Pardon! : Partenariat public-privé
Devant l’expo Pardon!, certains diront que l’art contemporain fait trop dans le voyeurisme… Mais est-ce si simple?
L’art contemporain parle beaucoup de ce qui est intime. Trop souvent et avec ostentation? Chose certaine, cela peut agacer les spectateurs. Prenons un exemple. Lorsque l’artiste française Sophie Calle, qui a trouvé un carnet d’adresses dans la rue, rencontre chacune des connaissances de son propriétaire afin de publier chaque semaine dans le journal Libération le portrait très privé de cet homme, dépasse-t-elle une limite inacceptable?
L’exposition Pardon!, présentée ces jours-ci au Centre Saidye Bronfman, interroge ce type d’action artistique avec toute une nouvelle génération de créateurs: Andrew Dadson, Clément de Gaulejac, Hadley + Maxwell, Ron Tran, Shizuka Yokomizo…
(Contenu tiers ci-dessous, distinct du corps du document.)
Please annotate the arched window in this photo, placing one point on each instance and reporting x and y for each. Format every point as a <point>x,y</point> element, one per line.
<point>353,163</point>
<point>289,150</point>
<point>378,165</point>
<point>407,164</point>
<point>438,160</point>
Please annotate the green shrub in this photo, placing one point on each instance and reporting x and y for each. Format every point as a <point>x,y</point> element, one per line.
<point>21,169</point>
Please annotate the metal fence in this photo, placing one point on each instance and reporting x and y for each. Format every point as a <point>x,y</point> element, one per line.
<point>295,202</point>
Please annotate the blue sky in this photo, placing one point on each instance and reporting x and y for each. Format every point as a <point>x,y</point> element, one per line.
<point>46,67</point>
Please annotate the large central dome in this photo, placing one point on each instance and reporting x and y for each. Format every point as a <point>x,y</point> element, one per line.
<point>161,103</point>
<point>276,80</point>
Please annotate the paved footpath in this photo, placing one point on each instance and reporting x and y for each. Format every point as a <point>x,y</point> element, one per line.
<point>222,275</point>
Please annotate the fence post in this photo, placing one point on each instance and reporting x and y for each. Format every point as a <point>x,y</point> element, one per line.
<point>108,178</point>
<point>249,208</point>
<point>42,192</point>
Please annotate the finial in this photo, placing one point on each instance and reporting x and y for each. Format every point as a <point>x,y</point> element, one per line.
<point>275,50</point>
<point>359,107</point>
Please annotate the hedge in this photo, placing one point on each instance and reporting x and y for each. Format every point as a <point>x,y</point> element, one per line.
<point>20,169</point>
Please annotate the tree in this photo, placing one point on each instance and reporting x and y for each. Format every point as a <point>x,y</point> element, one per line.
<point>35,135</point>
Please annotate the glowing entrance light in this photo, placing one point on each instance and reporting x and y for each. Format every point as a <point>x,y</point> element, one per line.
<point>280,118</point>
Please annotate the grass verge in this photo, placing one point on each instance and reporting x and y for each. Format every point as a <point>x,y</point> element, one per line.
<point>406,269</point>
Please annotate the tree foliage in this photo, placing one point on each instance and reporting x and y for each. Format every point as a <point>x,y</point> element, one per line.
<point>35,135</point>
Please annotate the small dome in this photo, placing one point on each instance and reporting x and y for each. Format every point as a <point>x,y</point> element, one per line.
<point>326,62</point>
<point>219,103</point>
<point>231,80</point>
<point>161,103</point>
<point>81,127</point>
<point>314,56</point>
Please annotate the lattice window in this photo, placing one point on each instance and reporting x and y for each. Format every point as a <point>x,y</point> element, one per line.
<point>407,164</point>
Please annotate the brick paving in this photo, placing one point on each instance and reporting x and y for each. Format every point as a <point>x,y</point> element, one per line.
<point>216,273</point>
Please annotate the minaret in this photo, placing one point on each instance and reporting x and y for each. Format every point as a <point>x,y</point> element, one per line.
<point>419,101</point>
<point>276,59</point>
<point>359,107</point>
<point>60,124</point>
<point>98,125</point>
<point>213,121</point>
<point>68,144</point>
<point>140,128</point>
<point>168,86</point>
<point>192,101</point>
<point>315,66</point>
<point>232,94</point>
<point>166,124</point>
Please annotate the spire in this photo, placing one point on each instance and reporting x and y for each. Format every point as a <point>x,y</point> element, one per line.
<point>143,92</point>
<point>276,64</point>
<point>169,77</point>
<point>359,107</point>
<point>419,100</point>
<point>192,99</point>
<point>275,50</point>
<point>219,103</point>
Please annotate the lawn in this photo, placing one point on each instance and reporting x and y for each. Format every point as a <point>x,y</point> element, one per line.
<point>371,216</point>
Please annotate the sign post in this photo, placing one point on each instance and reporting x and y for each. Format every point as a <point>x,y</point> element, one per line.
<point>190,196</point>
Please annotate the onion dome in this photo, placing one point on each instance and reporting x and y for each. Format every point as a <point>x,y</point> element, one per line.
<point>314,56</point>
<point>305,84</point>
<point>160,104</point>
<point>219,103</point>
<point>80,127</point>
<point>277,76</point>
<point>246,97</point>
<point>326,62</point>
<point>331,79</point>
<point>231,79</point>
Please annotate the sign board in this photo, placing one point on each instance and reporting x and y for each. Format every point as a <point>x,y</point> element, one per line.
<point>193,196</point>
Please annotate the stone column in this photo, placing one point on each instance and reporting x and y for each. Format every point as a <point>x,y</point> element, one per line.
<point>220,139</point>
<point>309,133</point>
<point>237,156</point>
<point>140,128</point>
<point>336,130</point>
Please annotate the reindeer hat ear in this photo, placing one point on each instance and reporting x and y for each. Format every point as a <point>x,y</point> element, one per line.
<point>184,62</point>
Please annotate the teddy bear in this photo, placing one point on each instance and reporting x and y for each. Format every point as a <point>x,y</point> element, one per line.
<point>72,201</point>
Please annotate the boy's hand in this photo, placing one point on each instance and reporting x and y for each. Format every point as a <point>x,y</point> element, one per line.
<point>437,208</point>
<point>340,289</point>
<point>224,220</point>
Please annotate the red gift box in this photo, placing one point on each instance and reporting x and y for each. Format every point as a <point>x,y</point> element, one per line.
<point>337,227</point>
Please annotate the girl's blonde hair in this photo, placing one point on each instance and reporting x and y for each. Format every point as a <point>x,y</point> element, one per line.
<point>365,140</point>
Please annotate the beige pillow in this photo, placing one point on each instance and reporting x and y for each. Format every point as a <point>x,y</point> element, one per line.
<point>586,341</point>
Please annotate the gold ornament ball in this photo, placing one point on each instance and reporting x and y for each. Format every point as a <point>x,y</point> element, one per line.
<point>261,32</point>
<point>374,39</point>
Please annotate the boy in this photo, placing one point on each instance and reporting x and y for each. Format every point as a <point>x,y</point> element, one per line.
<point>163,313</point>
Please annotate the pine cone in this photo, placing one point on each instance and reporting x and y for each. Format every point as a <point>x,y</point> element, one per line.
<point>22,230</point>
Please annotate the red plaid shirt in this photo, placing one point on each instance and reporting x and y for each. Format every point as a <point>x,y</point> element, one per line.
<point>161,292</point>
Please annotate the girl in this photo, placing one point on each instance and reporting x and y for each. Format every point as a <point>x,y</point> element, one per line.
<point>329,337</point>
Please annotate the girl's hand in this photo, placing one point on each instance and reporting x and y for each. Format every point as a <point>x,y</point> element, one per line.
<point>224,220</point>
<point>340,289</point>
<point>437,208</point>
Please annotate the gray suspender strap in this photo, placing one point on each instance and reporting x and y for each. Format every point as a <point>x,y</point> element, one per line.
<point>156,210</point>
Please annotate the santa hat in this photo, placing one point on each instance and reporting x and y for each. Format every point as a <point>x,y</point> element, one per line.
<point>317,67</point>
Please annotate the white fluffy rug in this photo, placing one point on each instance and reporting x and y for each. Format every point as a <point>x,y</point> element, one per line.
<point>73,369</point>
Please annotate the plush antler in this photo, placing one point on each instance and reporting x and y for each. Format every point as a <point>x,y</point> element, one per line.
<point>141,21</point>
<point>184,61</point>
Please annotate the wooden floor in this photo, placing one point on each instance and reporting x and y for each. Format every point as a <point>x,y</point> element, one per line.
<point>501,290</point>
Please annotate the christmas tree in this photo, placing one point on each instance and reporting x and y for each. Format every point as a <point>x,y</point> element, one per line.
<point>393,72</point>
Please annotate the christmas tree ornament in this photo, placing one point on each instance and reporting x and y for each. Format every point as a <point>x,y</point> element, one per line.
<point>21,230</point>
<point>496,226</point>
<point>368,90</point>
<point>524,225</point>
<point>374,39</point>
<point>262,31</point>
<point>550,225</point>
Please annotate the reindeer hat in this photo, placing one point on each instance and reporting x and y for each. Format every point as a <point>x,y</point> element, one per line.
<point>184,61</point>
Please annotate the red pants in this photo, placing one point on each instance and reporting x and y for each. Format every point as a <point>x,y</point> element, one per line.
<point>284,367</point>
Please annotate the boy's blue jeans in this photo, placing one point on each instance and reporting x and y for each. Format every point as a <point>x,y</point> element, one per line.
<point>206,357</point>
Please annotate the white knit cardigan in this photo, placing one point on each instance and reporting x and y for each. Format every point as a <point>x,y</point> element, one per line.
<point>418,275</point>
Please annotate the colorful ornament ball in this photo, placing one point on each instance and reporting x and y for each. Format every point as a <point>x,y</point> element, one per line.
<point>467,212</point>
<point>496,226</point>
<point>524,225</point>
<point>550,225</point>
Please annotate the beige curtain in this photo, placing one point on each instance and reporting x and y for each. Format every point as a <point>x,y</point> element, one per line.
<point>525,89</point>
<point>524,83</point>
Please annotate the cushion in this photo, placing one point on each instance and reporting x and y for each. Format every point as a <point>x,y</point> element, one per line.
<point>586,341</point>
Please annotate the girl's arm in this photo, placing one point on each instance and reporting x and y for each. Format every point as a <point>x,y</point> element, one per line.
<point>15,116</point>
La démarche de Calle semble avoir fait des petits. Voici une expo sur l’interstice, la limite fragile entre espace public et espace privé? Pas si simple. Avant de crier à l’intrusion dans le domaine du personnel ou à la violation de l’espace intime, rappelons-nous comment les pouvoirs religieux et gouvernementaux ont, durant toute l’histoire de l’humanité, tenté de dicter aux individus des manières de faire et de vivre, même dans leur lit. Par exemple, pour reprendre une expression de Pierre Elliott Trudeau, ce n’est que très récemment (en 1969) que l’État canadien s’est retiré de la chambre à coucher de ses citoyens en ne condamnant plus l’homosexualité et la sodomie… Il est peut-être important que les artistes réfléchissent et mettent en scène ces liens, plus ou moins graves, entre les normes publiques et la vie privée, afin de les rendre plus explicites.
Parmi les artistes qui tirent le mieux leur épingle du jeu dans cette exposition, signalons l’Espagnole Jana Leo, qui écrit des lettres types prêtes à être envoyées afin de déclarer son amour, dans le but de rompre ou pour enfin parler à son père… À lire ces lettres, le visiteur aura le sentiment que dans l’acte d’aimer, de se séparer ou dans bien d’autres moments de la vie, se répètent des normes qui dépassent notre identité personnelle. Nous sommes, même dans nos actions personnelles, très intimement liés à la société qui nous a donné la vie.
Les interventions du Britannique Mathew Sawyer, elles aussi, mettent en lumière la présence de discours collectifs dans nos vies personnelles. Il glisse dans la poche d’inconnus des bribes de chansons écrites sur un morceau de papier. Cet acte peut paraître un peu futile, mais il a le mérite de signaler comment la chanson populaire nous accompagne dans nos vies et habite avec force notre mémoire collective. Combien de chansons ont ainsi accompagné nos amours, nos bonheurs ou nos peines?
La commissaire Cate Rimmer a réuni un bel ensemble d’artistes qui tentent plus de nous faire réfléchir aux normes présentes dans nos vies personnelles que de se faire valoir par une forme de voyeurisme de l’espace privé. Cette expo clôt avec intelligence une série de trois portant sur la notion de banal (Le temps qu’il fait en 2004 et Voir grand en 2002).